At last somebody is talking sense. Why is modern psychiatry so obsessed with medication? it is about time that the harm caused by antipsychotics was officially recognised.
Many of the counselors support that teenagers suffering from psychosis should not be treated with drugs because it will be more effective if such troubled teenagers are treated with special care, meditation, before and after care and psychotherapy counseling sessions. Many types of troubled youth treatments are there to deal with psychiatric problems of teens.
This is for work submitted by Mr. Adam Slosberg:
That submission was powerful, sad, and anger-inducing! I think Mr. Slosberg is a poet who has (if work is autobiographical) been through HELL and back! I suppose title of work is apropos, but that doesn’t take away the pain and suffering. There is a sad beauty to his powerful writing! He should publish in other media, too! Sad, powerful, beautiful horror…
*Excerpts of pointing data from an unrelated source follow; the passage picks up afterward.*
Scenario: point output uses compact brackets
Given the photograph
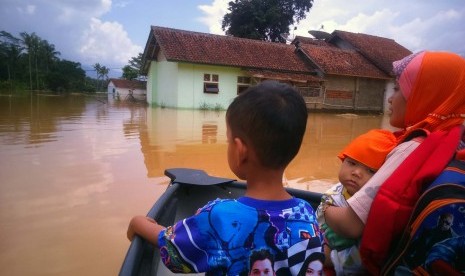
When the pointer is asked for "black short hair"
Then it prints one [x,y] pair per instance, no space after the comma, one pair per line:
[271,117]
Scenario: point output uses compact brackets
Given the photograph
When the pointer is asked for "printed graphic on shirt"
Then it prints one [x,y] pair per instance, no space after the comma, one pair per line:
[228,237]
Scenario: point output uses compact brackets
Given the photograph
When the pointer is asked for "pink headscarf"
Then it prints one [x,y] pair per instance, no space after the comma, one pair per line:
[433,83]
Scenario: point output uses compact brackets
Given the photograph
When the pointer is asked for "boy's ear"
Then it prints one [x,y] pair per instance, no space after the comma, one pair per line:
[242,150]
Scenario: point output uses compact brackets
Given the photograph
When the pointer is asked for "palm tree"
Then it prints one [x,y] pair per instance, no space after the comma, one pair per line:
[31,45]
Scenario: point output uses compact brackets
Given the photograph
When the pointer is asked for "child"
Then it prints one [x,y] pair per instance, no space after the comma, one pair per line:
[265,126]
[429,101]
[360,160]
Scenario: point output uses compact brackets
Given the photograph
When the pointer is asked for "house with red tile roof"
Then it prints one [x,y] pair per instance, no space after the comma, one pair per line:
[125,89]
[192,70]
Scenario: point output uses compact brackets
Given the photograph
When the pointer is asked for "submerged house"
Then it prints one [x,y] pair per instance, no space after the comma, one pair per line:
[123,88]
[197,70]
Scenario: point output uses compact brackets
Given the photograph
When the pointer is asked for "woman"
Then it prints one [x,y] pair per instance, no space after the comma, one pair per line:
[429,106]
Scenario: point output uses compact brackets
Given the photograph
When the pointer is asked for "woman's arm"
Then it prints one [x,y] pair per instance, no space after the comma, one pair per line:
[145,227]
[344,221]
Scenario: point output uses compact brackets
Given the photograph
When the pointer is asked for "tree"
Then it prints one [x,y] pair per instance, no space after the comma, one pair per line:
[264,19]
[102,74]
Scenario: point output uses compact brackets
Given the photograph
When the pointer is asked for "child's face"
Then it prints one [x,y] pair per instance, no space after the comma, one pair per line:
[353,175]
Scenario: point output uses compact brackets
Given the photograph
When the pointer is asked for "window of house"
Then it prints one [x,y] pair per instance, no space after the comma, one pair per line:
[309,91]
[210,83]
[243,83]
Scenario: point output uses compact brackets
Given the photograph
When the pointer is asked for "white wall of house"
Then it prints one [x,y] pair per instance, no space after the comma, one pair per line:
[123,92]
[111,86]
[181,85]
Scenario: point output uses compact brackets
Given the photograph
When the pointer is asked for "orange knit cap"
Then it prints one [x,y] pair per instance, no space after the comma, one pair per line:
[370,148]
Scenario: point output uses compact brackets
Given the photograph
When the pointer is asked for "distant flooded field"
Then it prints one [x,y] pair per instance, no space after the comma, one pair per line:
[75,169]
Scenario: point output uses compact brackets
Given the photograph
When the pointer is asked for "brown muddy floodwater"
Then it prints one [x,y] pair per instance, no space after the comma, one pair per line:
[75,169]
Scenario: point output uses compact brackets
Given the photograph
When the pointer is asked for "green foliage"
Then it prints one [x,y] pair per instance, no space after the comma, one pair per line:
[102,75]
[29,62]
[264,20]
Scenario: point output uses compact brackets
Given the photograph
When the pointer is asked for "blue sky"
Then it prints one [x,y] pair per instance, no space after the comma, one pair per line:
[111,32]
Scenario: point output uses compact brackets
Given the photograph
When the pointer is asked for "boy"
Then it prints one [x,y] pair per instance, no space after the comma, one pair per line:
[360,160]
[265,126]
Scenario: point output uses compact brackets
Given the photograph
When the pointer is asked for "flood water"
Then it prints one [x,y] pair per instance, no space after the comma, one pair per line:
[75,169]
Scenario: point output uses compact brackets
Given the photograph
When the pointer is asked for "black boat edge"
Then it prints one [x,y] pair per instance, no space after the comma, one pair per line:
[189,189]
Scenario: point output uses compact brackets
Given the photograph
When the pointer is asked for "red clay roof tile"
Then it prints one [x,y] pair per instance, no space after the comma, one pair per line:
[337,61]
[187,46]
[379,50]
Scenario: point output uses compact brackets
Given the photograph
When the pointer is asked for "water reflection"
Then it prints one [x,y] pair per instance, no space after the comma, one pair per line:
[74,169]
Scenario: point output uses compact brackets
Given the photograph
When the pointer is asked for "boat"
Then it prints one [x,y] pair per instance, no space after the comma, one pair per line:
[189,189]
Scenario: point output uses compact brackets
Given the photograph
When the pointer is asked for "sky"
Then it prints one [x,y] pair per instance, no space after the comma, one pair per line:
[111,32]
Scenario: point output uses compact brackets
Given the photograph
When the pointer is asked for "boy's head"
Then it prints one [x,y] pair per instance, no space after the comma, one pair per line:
[270,120]
[363,157]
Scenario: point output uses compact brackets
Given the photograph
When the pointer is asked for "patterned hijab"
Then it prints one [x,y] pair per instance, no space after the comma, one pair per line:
[434,84]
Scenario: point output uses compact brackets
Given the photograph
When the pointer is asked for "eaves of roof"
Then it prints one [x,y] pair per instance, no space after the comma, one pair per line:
[202,48]
[132,84]
[335,61]
[380,51]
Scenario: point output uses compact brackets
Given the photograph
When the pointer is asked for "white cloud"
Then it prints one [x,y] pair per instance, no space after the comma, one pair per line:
[214,14]
[28,9]
[107,43]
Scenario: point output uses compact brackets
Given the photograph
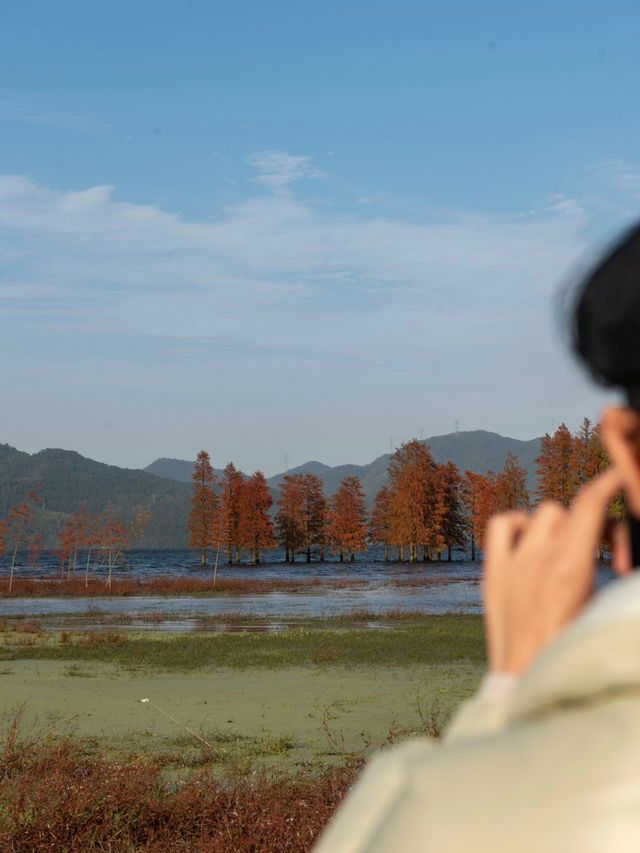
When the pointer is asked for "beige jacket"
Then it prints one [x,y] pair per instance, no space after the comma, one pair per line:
[551,765]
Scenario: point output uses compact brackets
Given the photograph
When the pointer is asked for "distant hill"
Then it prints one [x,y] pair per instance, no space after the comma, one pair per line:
[476,450]
[67,480]
[179,470]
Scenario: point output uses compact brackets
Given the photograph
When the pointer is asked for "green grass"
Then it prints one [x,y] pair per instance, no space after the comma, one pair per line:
[431,640]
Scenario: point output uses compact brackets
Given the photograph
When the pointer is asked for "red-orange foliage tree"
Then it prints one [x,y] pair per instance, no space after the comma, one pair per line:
[256,525]
[558,463]
[416,500]
[231,510]
[315,515]
[290,517]
[511,486]
[591,456]
[203,518]
[453,526]
[380,522]
[481,503]
[348,525]
[66,544]
[20,518]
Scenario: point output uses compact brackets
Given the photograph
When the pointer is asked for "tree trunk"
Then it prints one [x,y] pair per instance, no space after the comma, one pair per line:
[86,570]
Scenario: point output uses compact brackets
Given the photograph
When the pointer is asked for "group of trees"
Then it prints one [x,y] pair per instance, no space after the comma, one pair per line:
[84,541]
[428,508]
[424,510]
[235,515]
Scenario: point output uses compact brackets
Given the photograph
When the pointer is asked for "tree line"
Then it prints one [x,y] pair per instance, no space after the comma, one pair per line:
[425,510]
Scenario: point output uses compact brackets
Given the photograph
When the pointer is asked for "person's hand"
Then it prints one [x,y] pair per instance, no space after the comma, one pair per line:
[621,436]
[539,571]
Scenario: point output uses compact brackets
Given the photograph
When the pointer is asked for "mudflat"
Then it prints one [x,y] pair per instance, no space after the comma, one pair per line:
[305,696]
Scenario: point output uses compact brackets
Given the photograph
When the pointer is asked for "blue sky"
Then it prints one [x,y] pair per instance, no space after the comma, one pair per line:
[301,228]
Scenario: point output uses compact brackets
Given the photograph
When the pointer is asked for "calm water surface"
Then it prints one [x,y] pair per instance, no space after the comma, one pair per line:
[448,587]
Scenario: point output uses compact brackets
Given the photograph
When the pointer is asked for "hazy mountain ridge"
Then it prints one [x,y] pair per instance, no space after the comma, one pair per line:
[476,450]
[67,480]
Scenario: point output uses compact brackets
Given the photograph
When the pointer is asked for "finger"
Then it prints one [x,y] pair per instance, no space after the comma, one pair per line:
[620,540]
[620,433]
[501,538]
[545,522]
[587,515]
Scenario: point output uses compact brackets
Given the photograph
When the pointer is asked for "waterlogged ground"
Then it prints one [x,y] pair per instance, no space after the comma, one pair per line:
[306,695]
[300,590]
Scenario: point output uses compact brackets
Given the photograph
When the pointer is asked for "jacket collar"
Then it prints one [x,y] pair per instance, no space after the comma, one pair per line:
[596,655]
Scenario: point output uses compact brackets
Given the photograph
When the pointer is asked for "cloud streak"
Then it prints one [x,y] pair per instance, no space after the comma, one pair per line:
[279,293]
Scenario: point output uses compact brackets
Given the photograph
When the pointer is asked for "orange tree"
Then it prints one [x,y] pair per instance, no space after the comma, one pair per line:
[348,524]
[203,518]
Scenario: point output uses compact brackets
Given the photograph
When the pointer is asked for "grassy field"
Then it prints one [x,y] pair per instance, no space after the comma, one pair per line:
[305,706]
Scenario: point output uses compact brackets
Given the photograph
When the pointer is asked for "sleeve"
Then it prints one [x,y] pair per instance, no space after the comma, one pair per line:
[485,712]
[373,801]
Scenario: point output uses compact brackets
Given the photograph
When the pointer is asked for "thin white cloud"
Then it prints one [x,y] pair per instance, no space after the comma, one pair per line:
[278,169]
[276,298]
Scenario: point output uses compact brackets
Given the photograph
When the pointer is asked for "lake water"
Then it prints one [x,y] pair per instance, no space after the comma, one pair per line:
[377,586]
re: DOOCE: A Case Study on the Failure of Psychiatry
By J.A. Carter-Winward, May 11, 2023 –
All-or-nothing thinking – in this case, the falsehood that all psychiatry is bad – is one of the unhealthy thought patterns that one unlearns through mental health which healthy psychiatry – which does in fact exist – helps one find in one’s healthy self.
We all have psych symptoms. They protect us from our wounds, but they also “protect” us from the healthy selves we have within us. There is some reality in this, that in order to get better we do expose our vulnerability and so take some risks. It’s terrible when things end badly. But most come out the other side having found themselves. There are therapists who assist in this safely.
This process is not fanatical. It’s not that you become programmed by a shrink’s ideology, but that you are in a tutorial to find the genuine you in you that has been there all along.
There are other-directed psychotherapies which attempt to mood-alter one’s symptoms. In some cases this may be warranted, but as a healing method… in my opinion, not so much.